Current state and federal incentives do more than make EVs affordable today – they are also critical tools to help the EV industry achieve the economies of scale and technological changes needed to reduce the cost of EVs over the long run in order to compete with the prices of gasoline-powered vehicles, which have long benefitted from government subsidies.

Despite EVs’ rising popularity, there is a long way to go: to meet California’s air quality and greenhouse gas goals, the state’s transportation sector needs to be largely converted to zero-emission vehicles, while today less than one percent of the vehicles on the road in California are electric. In order to achieve these goals, policy action by the state, air districts, municipalities and utilities will be necessary.

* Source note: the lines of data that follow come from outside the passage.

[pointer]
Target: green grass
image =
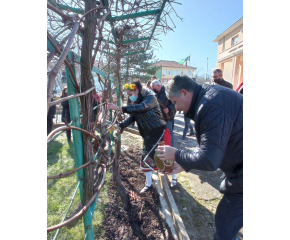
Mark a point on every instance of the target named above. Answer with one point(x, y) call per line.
point(60, 158)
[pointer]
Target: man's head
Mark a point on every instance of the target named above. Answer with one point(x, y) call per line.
point(217, 76)
point(149, 85)
point(156, 86)
point(133, 94)
point(180, 92)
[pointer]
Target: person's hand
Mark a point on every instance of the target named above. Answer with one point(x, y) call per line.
point(176, 169)
point(167, 152)
point(112, 106)
point(166, 110)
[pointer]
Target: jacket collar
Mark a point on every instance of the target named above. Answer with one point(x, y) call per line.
point(191, 111)
point(141, 95)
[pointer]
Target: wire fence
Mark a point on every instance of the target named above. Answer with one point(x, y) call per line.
point(100, 168)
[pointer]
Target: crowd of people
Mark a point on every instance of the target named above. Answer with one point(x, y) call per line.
point(216, 112)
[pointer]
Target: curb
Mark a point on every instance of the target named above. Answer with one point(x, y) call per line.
point(132, 131)
point(177, 220)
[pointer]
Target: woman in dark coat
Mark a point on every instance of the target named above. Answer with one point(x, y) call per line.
point(145, 111)
point(65, 112)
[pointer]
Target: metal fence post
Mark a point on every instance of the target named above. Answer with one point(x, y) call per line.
point(78, 145)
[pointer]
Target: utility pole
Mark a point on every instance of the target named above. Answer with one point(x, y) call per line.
point(206, 68)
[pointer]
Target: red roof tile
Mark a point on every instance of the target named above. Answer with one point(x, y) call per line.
point(173, 64)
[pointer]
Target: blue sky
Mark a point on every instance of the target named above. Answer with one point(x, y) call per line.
point(203, 21)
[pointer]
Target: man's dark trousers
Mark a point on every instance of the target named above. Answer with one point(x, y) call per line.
point(229, 217)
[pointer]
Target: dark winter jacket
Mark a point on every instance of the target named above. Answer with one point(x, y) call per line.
point(218, 115)
point(164, 102)
point(224, 83)
point(146, 112)
point(51, 111)
point(65, 111)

Specifically, state decision-makers should ensure that California meets the twin goals codified by the Charge Ahead California Initiative (De León, 2014) of deploying one million zero and near-zero emission vehicles by 2023, and ensuring that disadvantaged, low-income, and moderate-income communities benefit from the transition to zero tailpipe emissions. Decision-makers should also continue efforts to meet Governor Brown’s Executive Order for California to achieve 1.5 million zero-emission vehicles by 2025. Meeting all of California’s long-term climate goals will require encouraging widespread electric vehicle adoption in underserved markets, including in low- and moderate-income communities.